On 10/29/2016 10:44, Simon Slavin wrote:
To minimise problems like the one you reported it needs to quit the program (preferably with a non-zero exit code) when it gets any unexpected result.
This particular application, SQLite QSettings backend, can't quit on the disk-full condition because the condition can be, and is often transient. Quitting will also potentially mean losing the data when it could have been saved later.
I'm not certain that this would have completely prevented the problem you reported, but repeated attempts to make changes to a database with no free space aren't going to lead to anything good. Another factor is whether you had free space when you tried to open the database after the faults. Each time you use the SQLite API to open a database SQLite checks for to see if it was closed correctly last time. If not, it tries to recover an uncorrupted database. [1] But if the disk is full this will fail. Though it shouldn't lead to further corruption. [1] I don't know whether it checks to see whether there is space free first.
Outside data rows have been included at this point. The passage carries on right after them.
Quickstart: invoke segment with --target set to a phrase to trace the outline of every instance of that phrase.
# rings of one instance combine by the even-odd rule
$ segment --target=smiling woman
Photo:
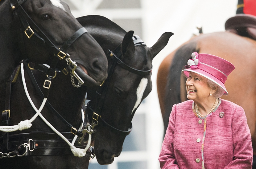
[[[159,159],[161,168],[251,168],[244,111],[218,97],[228,94],[224,84],[234,66],[212,55],[192,56],[182,71],[190,100],[172,107]]]

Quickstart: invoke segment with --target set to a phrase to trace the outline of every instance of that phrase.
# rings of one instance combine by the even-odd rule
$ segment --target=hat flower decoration
[[[198,57],[198,53],[196,52],[195,52],[192,53],[191,56],[192,58],[188,61],[188,65],[189,65],[191,69],[197,68],[200,65],[200,61],[197,58]]]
My program only issues deletes to mirror the in-app map deletions. So I am very confident it didn't just delete all records.
This leaves SQLite/OS. The system with disk-full shut down, this caused the signal to the app, this caused some failed attempts to update some rows in the SQLite table, then the system has shut down. The question is what zeroed the file.
It is possible that the disk-full interjects in between some open/read/write operations, so that some of them succeed and some subsequent ones fail, leaving something in unexpectedly wrong state.